A 22-year-old Hume High School graduate has won a world title at the American Paint Horse Association's Fall Open and Amateur World Championship Show at Will Rogers Memorial Center in Fort Worth, Texas.

Cody Franklin said Thursday that he was excited to win the classic amateur showmanship at halter award with his 7-year-old gelding.

Competing against the owners of 57 other horses from around the country, the Pittsburg State University student was confident that his horse, Better Get Ya Some, would do well because he had been encouraged by the animal's potential since buying him from a friend named "Cookie."
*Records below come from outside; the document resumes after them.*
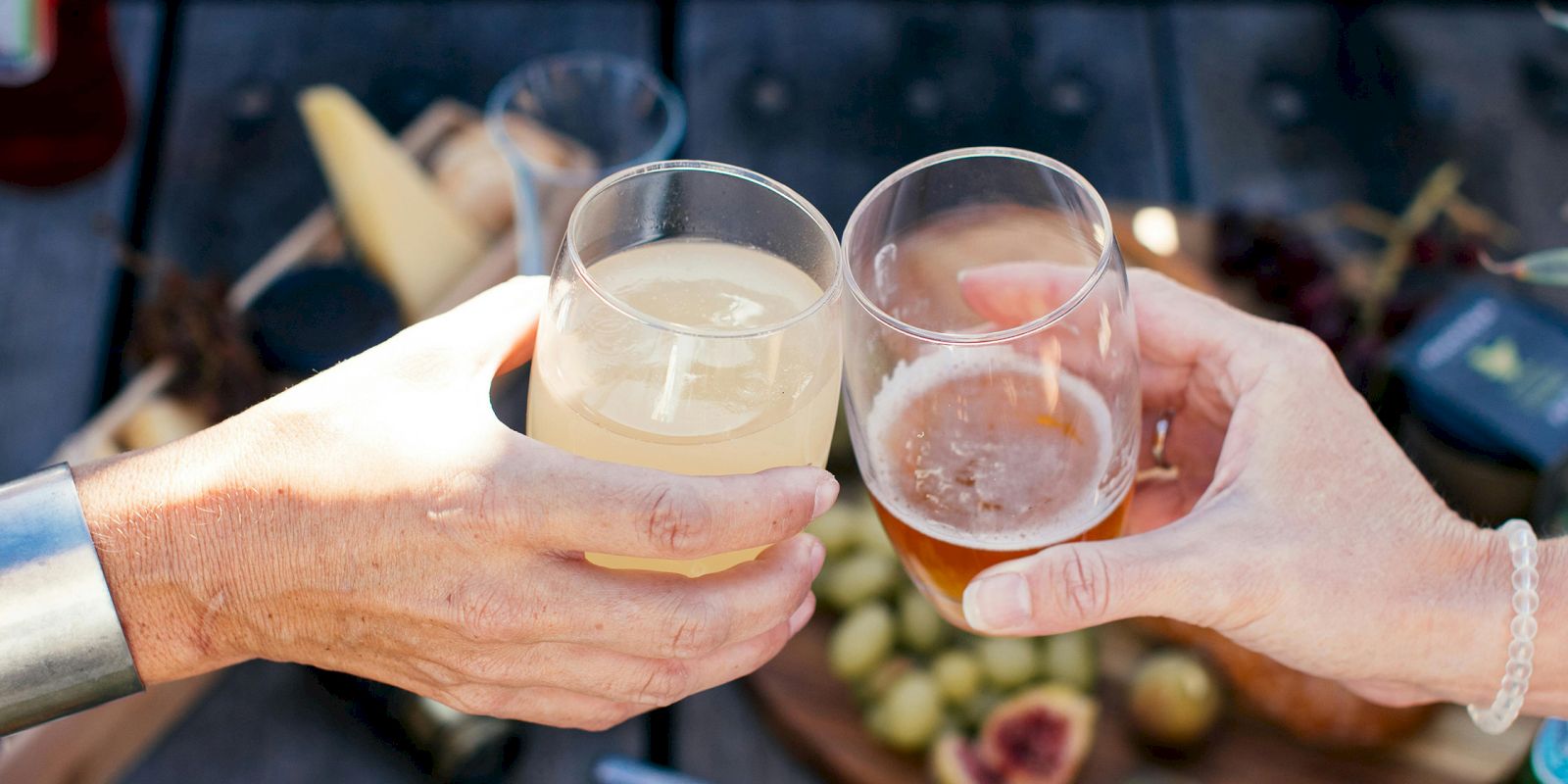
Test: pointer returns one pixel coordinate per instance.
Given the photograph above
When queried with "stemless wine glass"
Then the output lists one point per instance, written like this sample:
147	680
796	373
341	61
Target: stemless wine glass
566	122
694	325
988	420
The Fort Worth exhibition began Nov. 7 and continued through Saturday. "We have been involved with Paint Horses for quite a while," Franklin said.

"My sister, Tiffany Ogle, had a Quarter Horse die one time and tried out a Paint. It worked out pretty well. Each one is so different. They're great-minded, with good dispositions; and they are easy to train."

The mathematics and geography major has two other Paints, a 2-year-old and a yearling. "Cookie told me about Better Get Ya Some and said she needed to sell him," he said.

"I put him on pasture for five months and thought he was a really cool horse, so I bought him."

Franklin explained that the amateur showmanship at halter contestants led their horses through a series of maneuvers, including pivoting and backing.

Having won a $1,500 scholarship from the Missouri Paint Horse Club in 2009, for the APHA world championship the former Hume High School valedictorian took home a belt buckle, trophy, chair, jacket, vest and gift certificate.

"I plan to graduate in the spring of 2014, go to graduate school at Pitt State and be a teacher," Franklin said, noting that his sister lives at St. Joseph and his brother Caleb will earn a degree in agricultural business in December at Missouri State University. Their mother Jimmie lives at Hume.

In a news release, the APHA said amateur showmanship at halter competition bases judging on the contestants' "ability to fit and present a horse by performing a pattern.

"Classic amateurs are competitors aged 19 to 45," a spokesman said. "They're required to show a self- or family-owned horse and cannot show, ride, judge or train horses for payment.

"APHA hosts two annual world class competitions to showcase the talents of American Paint Horses and their owners. The second in 2012 featured over 900 talented horses and more than 2,500 entries. Exhibitors competed for prizes and cash payouts totaling $500,000."

During its 50-year history, the association said, it has registered more than a million Paint Horses in 59 nations and territories.

According to references, Paint Horses combine the conformational characteristics of a western stock horse with a pinto spotting pattern of white and dark coat colors, developed from a base of spotted horses with Quarter Horse and Thoroughbred bloodlines.

The APHA says each Paint "has a particular combination of white and any color of the equine spectrum: black, bay, brown, roan, buckskin, dun, gray, grullo, perlino, smoky cream, chestnut, cremello, palomino, red dun, sorrel or champagne."